One source not connected with the government, but who knows the process from the inside, told us that, yes, it was a coordinated operation and that it is Eduardo Díaz’ Office of Drugs, which is tasked with implementing substitution, that stipulates the points where the Ministry of Defence can eradicate, and that it would thus be very unusual for that office to be unaware of events at Tumaco. We were unable to corroborate this information with Díaz’ office.

Nonetheless, another government source saw what happened as ‘bungling’.

“[With the eradication] they are fuelling mistrust, because these drug-trafficker types are going to resist them with all they have got. They need to be much more intelligent. They are making the bandits into defenders of the coca planters or, as happened at Tumaco, they are causing people to block the substitution program.”
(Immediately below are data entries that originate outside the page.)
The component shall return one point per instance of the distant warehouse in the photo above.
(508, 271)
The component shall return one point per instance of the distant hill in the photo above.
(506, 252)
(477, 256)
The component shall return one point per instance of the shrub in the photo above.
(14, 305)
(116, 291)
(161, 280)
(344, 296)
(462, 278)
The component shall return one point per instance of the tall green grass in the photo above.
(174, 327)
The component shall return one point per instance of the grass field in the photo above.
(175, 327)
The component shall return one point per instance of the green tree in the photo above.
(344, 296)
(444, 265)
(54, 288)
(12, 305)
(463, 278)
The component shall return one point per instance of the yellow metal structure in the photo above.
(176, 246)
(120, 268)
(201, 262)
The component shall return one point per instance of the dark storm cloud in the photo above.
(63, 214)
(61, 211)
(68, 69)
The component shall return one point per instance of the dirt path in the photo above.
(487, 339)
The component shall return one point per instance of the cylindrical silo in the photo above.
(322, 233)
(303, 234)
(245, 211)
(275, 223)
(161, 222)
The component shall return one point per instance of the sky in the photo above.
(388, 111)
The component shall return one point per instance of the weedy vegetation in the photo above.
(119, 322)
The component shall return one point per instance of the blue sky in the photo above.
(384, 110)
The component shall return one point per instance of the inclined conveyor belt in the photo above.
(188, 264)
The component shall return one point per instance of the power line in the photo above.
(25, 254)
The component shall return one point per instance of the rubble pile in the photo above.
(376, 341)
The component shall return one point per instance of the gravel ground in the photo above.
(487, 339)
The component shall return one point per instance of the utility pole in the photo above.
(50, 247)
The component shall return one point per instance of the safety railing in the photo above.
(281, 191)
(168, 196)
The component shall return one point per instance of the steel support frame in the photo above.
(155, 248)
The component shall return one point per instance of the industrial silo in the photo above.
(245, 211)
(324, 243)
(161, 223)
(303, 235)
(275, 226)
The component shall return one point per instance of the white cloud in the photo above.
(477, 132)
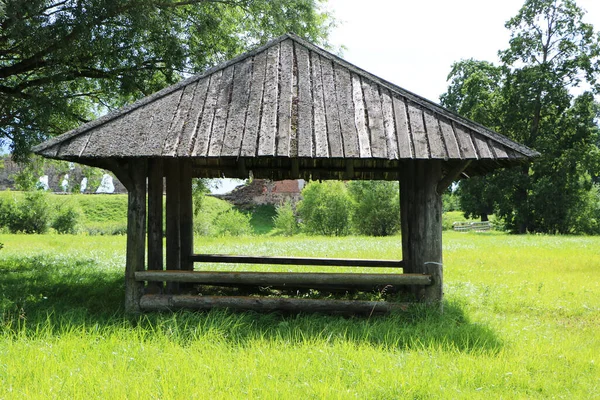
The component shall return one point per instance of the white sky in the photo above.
(414, 43)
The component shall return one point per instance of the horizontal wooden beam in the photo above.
(269, 304)
(280, 279)
(340, 262)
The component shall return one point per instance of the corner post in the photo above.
(186, 215)
(421, 219)
(155, 220)
(173, 220)
(136, 233)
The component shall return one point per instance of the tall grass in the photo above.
(521, 320)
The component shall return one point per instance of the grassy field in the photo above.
(521, 320)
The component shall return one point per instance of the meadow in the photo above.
(521, 320)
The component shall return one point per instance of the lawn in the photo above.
(521, 320)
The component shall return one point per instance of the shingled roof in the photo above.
(288, 109)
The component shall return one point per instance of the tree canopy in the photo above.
(529, 98)
(63, 62)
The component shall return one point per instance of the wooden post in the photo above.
(421, 218)
(136, 233)
(186, 215)
(173, 220)
(155, 221)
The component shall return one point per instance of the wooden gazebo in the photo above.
(286, 110)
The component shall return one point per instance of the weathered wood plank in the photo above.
(284, 114)
(419, 134)
(449, 138)
(499, 150)
(321, 144)
(342, 262)
(202, 136)
(465, 143)
(190, 128)
(284, 278)
(173, 218)
(483, 150)
(375, 113)
(155, 214)
(186, 214)
(136, 232)
(437, 148)
(402, 128)
(305, 102)
(364, 142)
(221, 112)
(269, 304)
(268, 123)
(250, 140)
(334, 134)
(343, 88)
(421, 218)
(180, 118)
(389, 124)
(237, 115)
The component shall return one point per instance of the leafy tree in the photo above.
(325, 208)
(551, 51)
(376, 207)
(64, 61)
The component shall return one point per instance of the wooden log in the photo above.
(186, 215)
(155, 220)
(421, 220)
(341, 262)
(269, 304)
(136, 233)
(284, 278)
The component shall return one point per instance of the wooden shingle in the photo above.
(288, 100)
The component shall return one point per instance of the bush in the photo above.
(232, 223)
(65, 220)
(377, 207)
(325, 208)
(285, 220)
(31, 214)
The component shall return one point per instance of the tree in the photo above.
(551, 51)
(325, 208)
(62, 62)
(376, 207)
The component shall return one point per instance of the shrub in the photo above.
(65, 220)
(325, 208)
(28, 215)
(376, 207)
(232, 223)
(285, 220)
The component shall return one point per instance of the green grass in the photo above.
(521, 320)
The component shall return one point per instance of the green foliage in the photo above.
(285, 219)
(510, 302)
(233, 223)
(325, 208)
(65, 220)
(29, 214)
(529, 99)
(63, 62)
(376, 207)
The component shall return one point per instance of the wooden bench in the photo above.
(281, 280)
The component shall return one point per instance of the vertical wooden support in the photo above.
(136, 232)
(186, 215)
(421, 218)
(155, 221)
(173, 220)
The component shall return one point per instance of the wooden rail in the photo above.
(340, 262)
(284, 279)
(158, 302)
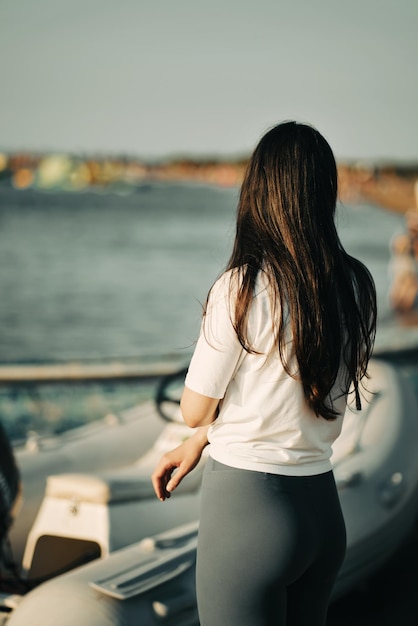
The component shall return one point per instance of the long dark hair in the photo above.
(286, 228)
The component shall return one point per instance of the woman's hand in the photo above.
(181, 461)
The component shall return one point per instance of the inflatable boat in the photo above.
(103, 551)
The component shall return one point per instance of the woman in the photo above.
(287, 334)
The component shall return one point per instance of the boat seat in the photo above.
(122, 485)
(84, 516)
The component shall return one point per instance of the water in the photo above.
(101, 276)
(88, 276)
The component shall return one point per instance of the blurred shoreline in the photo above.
(389, 185)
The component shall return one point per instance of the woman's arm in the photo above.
(197, 409)
(183, 459)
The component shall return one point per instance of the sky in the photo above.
(156, 78)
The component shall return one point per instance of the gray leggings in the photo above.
(269, 547)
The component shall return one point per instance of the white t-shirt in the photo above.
(264, 422)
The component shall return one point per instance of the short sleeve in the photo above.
(218, 350)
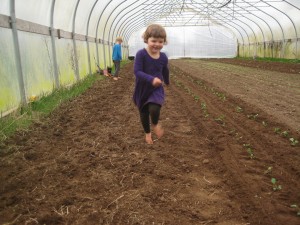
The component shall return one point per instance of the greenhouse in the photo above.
(215, 140)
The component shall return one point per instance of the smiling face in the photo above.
(155, 45)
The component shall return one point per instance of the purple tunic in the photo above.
(146, 69)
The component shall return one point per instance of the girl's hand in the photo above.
(156, 82)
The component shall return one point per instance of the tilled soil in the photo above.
(227, 131)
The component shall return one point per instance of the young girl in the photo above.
(151, 71)
(117, 57)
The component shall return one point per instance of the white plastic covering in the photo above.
(45, 44)
(192, 42)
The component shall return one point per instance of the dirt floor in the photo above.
(228, 126)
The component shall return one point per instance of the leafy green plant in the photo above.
(252, 116)
(269, 170)
(221, 119)
(238, 109)
(297, 208)
(196, 98)
(249, 150)
(276, 187)
(277, 130)
(285, 133)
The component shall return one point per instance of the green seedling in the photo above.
(196, 98)
(277, 130)
(276, 187)
(294, 141)
(249, 150)
(296, 207)
(253, 116)
(220, 119)
(285, 133)
(239, 109)
(269, 170)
‘Being intelligent’, the source explains, means replicating a model like the one applied in Argelia, Cauca, where the Colombian army is serving not to eradicate by force, but to set up a blockade to prevent raw materials from entering the crop zone and so to undermine the business from the inside.
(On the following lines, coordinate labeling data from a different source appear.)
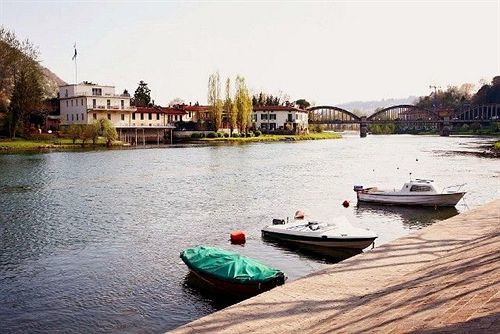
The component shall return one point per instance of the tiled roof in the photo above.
(277, 108)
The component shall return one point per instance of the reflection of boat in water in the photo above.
(412, 217)
(337, 234)
(230, 272)
(418, 192)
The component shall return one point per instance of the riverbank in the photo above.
(66, 144)
(436, 279)
(264, 138)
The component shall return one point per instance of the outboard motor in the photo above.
(278, 221)
(358, 188)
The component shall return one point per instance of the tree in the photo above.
(26, 97)
(142, 95)
(214, 100)
(229, 108)
(302, 103)
(108, 131)
(243, 104)
(21, 80)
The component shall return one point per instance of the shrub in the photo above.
(43, 137)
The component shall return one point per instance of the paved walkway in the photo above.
(442, 279)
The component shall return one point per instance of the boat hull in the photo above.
(233, 289)
(419, 200)
(349, 243)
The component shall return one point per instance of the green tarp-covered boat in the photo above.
(231, 272)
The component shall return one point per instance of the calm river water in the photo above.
(90, 241)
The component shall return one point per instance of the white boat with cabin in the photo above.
(418, 192)
(337, 234)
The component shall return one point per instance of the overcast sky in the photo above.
(328, 52)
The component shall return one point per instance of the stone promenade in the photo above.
(442, 279)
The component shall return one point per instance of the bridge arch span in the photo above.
(404, 112)
(331, 114)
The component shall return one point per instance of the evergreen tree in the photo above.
(214, 100)
(142, 95)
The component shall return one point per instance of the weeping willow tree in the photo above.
(230, 108)
(214, 100)
(243, 105)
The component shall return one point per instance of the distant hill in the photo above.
(52, 82)
(368, 107)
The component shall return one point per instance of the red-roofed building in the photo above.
(275, 118)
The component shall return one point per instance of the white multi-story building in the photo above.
(84, 103)
(276, 118)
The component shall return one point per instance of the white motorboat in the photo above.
(339, 234)
(418, 192)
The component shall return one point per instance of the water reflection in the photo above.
(410, 217)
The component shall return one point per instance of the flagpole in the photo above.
(76, 67)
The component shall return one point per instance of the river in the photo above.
(90, 241)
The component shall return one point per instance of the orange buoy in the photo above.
(238, 237)
(299, 214)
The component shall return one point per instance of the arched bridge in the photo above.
(406, 113)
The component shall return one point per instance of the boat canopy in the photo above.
(228, 266)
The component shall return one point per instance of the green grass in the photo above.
(25, 145)
(264, 138)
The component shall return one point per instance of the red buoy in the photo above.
(238, 237)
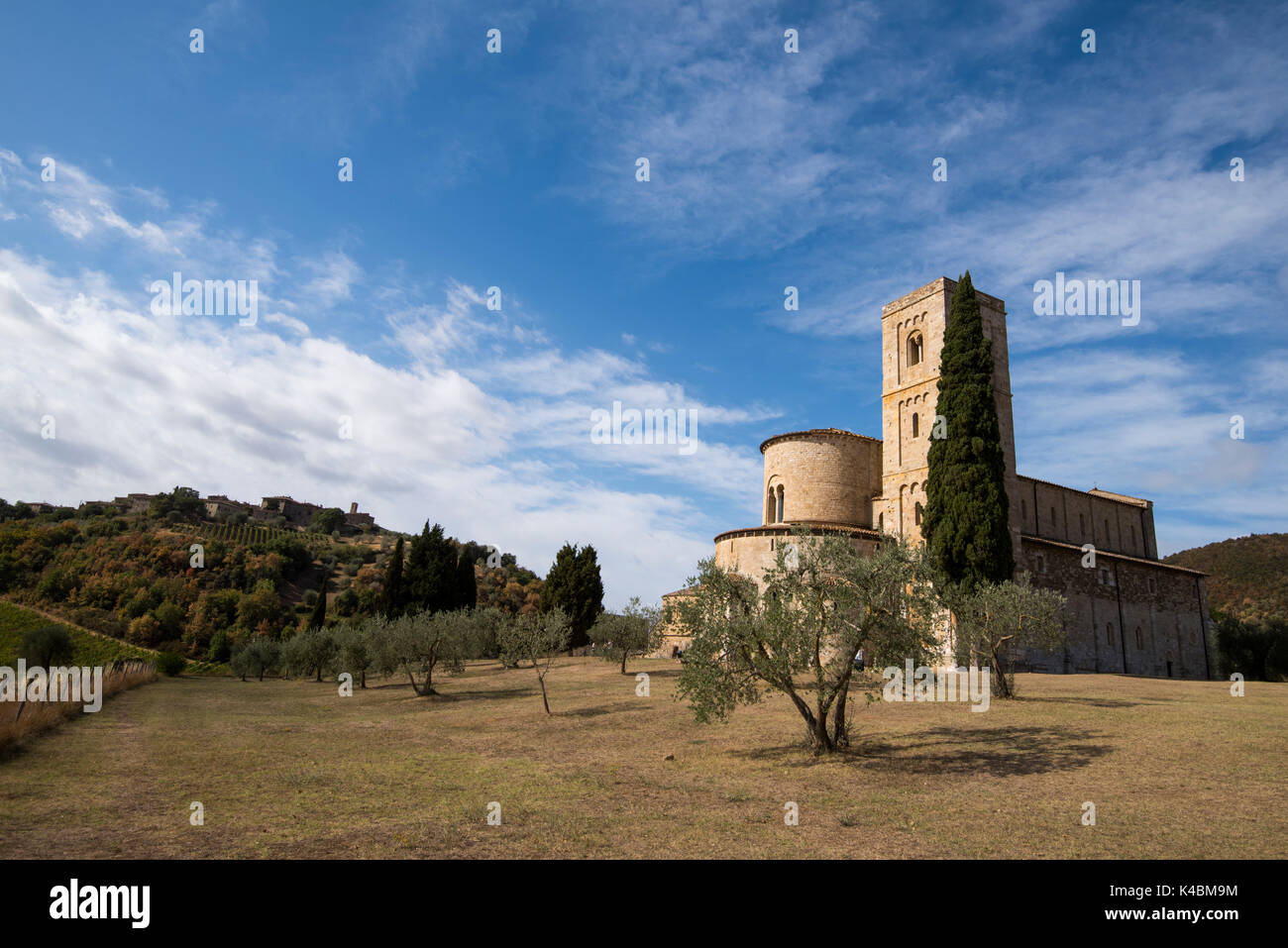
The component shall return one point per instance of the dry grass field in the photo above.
(291, 769)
In any case, the backdrop to all this discoordination is pressure on the government from the United States to speed up eradication.
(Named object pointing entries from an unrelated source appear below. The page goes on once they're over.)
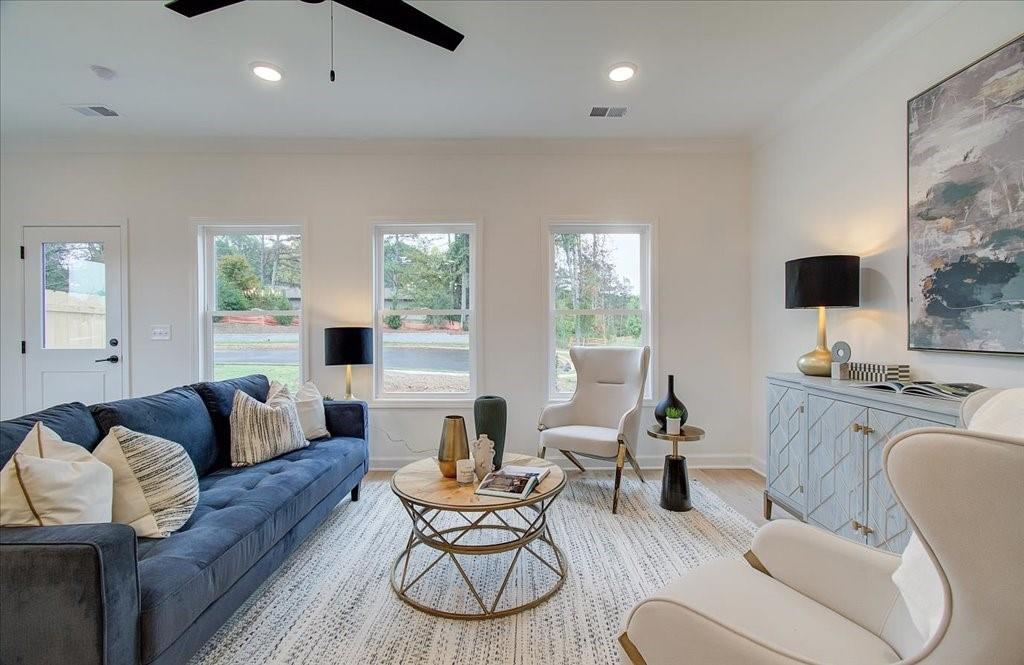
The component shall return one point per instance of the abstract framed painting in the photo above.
(966, 208)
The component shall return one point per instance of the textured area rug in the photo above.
(332, 600)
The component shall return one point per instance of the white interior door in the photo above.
(73, 316)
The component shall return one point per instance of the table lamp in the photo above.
(821, 282)
(348, 346)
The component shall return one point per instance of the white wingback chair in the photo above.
(810, 596)
(602, 419)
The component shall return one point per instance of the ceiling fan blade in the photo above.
(192, 8)
(407, 18)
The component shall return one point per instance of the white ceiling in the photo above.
(524, 70)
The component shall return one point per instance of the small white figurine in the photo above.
(483, 456)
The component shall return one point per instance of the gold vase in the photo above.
(455, 445)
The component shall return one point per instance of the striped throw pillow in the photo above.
(156, 488)
(261, 431)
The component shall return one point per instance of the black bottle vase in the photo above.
(670, 400)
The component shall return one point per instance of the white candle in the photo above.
(464, 471)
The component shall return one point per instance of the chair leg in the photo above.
(620, 461)
(635, 465)
(572, 458)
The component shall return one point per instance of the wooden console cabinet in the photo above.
(824, 454)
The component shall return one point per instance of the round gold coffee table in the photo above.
(450, 520)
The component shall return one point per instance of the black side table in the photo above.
(675, 482)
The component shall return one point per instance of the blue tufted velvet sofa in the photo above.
(96, 594)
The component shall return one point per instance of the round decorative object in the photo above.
(489, 415)
(841, 352)
(670, 400)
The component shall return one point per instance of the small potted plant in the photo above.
(673, 420)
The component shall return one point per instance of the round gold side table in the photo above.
(675, 481)
(448, 517)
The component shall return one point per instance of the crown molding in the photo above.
(232, 146)
(894, 34)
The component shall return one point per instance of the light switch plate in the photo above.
(161, 332)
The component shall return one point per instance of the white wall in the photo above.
(834, 180)
(697, 200)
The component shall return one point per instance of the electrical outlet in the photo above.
(161, 332)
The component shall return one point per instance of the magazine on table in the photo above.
(953, 391)
(540, 471)
(508, 485)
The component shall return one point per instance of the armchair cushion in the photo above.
(602, 442)
(729, 614)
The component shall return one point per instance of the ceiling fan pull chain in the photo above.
(332, 42)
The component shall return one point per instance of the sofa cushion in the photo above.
(242, 512)
(219, 398)
(73, 422)
(177, 415)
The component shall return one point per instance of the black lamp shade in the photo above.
(348, 345)
(822, 282)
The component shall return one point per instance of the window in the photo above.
(424, 292)
(252, 302)
(600, 293)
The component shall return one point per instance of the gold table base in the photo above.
(445, 541)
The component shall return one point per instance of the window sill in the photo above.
(419, 403)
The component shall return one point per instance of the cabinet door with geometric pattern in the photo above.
(786, 444)
(836, 465)
(886, 518)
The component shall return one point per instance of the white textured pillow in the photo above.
(921, 587)
(156, 488)
(309, 404)
(1003, 414)
(261, 431)
(52, 482)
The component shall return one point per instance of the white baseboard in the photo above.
(647, 462)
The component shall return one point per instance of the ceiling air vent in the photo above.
(95, 111)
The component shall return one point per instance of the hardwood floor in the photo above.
(740, 488)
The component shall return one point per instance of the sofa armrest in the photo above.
(347, 418)
(851, 579)
(70, 594)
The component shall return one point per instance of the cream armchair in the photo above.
(809, 596)
(602, 419)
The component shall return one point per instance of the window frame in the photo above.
(473, 312)
(206, 288)
(646, 231)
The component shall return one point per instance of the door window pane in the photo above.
(248, 343)
(74, 295)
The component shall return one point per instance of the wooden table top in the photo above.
(686, 432)
(422, 483)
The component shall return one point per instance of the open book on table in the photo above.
(953, 391)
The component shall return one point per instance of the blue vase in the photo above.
(489, 415)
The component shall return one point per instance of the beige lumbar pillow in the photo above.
(309, 404)
(51, 482)
(156, 488)
(261, 431)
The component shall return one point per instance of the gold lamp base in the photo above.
(818, 361)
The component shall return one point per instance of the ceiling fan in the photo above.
(396, 13)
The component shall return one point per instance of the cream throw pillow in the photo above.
(52, 482)
(156, 488)
(309, 404)
(261, 431)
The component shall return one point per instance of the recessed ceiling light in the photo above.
(266, 72)
(623, 72)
That pressure originated from the White House with President Donald Trump’s threat to strip Colombia of its certification as a country that is meeting its anti-drug commitments, in which he was followed by the words of the [U.S.] ambassador to Colombia, Kevin Whitaker, in an interview for El Tiempo criticising the FARC’s role in the substitution program.

“In forced eradication, the security forces are going to achieve their goal and I think there is no doubt of that. As for the voluntary program, obviously there are very complicated things at play, because it is a question of talking directly to these people to explain to them what is involved: that they are going to be offered opportunities, that the government is going to help them financially with their upkeep while eradication is going on, but it is also a system that involves the FARC directly and there we have reservations”, said Whitaker. “Neither I nor this United State Embassy can get involved with the FARC, because they are an international terrorist organisation, and are called as such by my government”, he added.

Those words, as a government source told La Silla, “make it clear that it is up to us to find the money for the substitution program from national budgets. They have not put, nor are they going to put, one cent into that side of the program”.

The problem with this posture of the gringos is two-fold: on the one hand, because this year, at least, there is no money for all the families who have joined the program, because as the forced eradication arrives, more families join the substitution agreements so as not to be left with nothing.

On the other hand, because in the substitution strategy overall, the FARC leaders have played a key role in persuading coca planters to take the step. And now, if for example the Post-Conflict Minister, Rafael Pardo, accompanies them, they cannot use any contribution from the United States or Canada, because [the FARC] have not been taken off the list of terrorists nor will they be until they pay the Special Peace Jurisdiction penalties and reveal information on the [trafficking] routes, which is something the FARC have already said is not among the commitments they entered into.

EDITOR’S NOTE: This article offers a summary of what we know about recent confrontations around coca eradication, as of the initial date of publication. A concurrently translated article, “Bloodshed in Llorente, Tumaco: Massacre and Infamy”, provides the complementary perspective of writers purporting to speak for the campesinos on the ground.